Rep. Hill Questions Fed Chairman Jerome Powell on the U.S. Balance Sheet

Click on the picture above to watch Rep. Hill's questions from this week's hearing with Fed Chairman Powell.

 
WASHINGTON D.C. — This week, Congressman French Hill (AR-02) participated in a House Financial Services Committee hearing where he questioned Chairman of the Board of Governors of the Federal Reserve System, Jerome Powell, on the U.S. balance sheet, open banking in the United Kingdom, and the sale of mortgage-backed securities.


Key Excerpts:

Congressman Hill: We are delighted to have you and thank you for your steady hand at the Federal Reserve. We are grateful for your time answering our questions. I want to follow up on Mr. Barr's questioning on the balance sheet, looking for some detail with the normalization process. The balance sheet was down about $368 billion January to January, about a 9% reduction. If you think about the size of the economy, and your comments about the future balance sheet size, it occurred to me that at if the fed balance sheet was down 10% of GDP, so $2 trillion, as opposed to the 6% or 7% it was before the financial crisis, that at this rate it would take about five years to normalize in that range. As you begin to think about the balance sheet, that would be about 16 years after the financial crisis that the balance sheet would be normalized. If you look at the rolling off of the portfolio, what range of years do you think it would reach? I am looking for a range of the denominator.
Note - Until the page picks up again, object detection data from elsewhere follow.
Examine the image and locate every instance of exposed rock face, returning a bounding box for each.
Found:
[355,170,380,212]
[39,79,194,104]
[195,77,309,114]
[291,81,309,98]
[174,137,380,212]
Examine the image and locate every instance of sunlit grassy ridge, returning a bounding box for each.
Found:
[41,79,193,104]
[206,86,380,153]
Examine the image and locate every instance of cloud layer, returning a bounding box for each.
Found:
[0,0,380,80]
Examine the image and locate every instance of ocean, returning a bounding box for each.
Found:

Chairman Powell: The level of demand for our liabilities, the reserve and currency, but also the treasury account, where the treasury keeps cash, and the designated financial market utilities, they keep their rainy-day cash there, the demand for those is so much higher that we are not far from the level of that demand. Our estimates of the demand, particularly for the reserves, has gone up a lot over the course of the last couple years. In terms of years, I think that we are going to be in a position where we can stop runoff later this year. We may be a bit above the equilibrium demand for reserves, but we are not looking to limit the growth of the other liabilities, because we think that they meet important demands from the public.
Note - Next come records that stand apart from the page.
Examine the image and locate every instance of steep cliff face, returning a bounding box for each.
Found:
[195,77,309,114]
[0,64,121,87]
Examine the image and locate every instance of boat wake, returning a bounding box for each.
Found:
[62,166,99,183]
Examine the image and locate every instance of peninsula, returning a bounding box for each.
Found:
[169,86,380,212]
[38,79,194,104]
Congressman Hill: You are suggesting that sometime this year, on the asset side, you will stop letting securities roll off?

Chairman Powell: That is right. That will be about 16% to 17% of GDP, where it was 6% before. The difference is currency is a bigger part of it and the same thing with reserves.

Congressman Hill: When you look at the composition--I know you testified that you prefer a treasury only balance sheet, and you've heard discussions previously in this committee where we recognize in periods of crisis that the fed could take other assets, but many of us believe they should've swapped those back out at the treasury, so the central bank maintains only a treasury portfolio--do you still hold that view? And what are your views on Mr. Quarles comments last week that he would look at limited sales of the MBS portfolio?

Chairman Powell: We have said we want, primarily, a treasury balance sheet. We've also said we hold the possibility that at some point, this is not something decided or anything in the near term, we would do limited sales of MBS to hasten the process. We have a bunch of decisions to make on the balance sheet, and the one on MBS sales is closer to the back of the line. We will be working through that in a careful way. Markets are sensitive to this.

Congressman Hill: I know that the markets would connect with those sales. I would encourage that. I want to switch gears and talk about another U.K. issue that is not Brexit. That is the subject of open banking. The U.K.'s payment services directive, which is also termed informally as open banking, and I would like to get, if not your thoughts today, your thoughts in writing about the promise of open banking as it benefits more competition. This is where consumers have access to all their data with brokerage banking that they get to control. It's a way to have better data security and more consumer security. It has been required now of the major banks in the U.K. Are you familiar with that? 

Chairman Powell: I am not familiar with the U.K. aspect of it. I'm familiar with the fact it is a very interesting and important issue here.

Congressman Hill: As we look at FinTech in our markets and we look at ways to level the competitive playing field between the G-SIFI's and everybody else, I think this will be an important issue and I invite your comments in the future on that.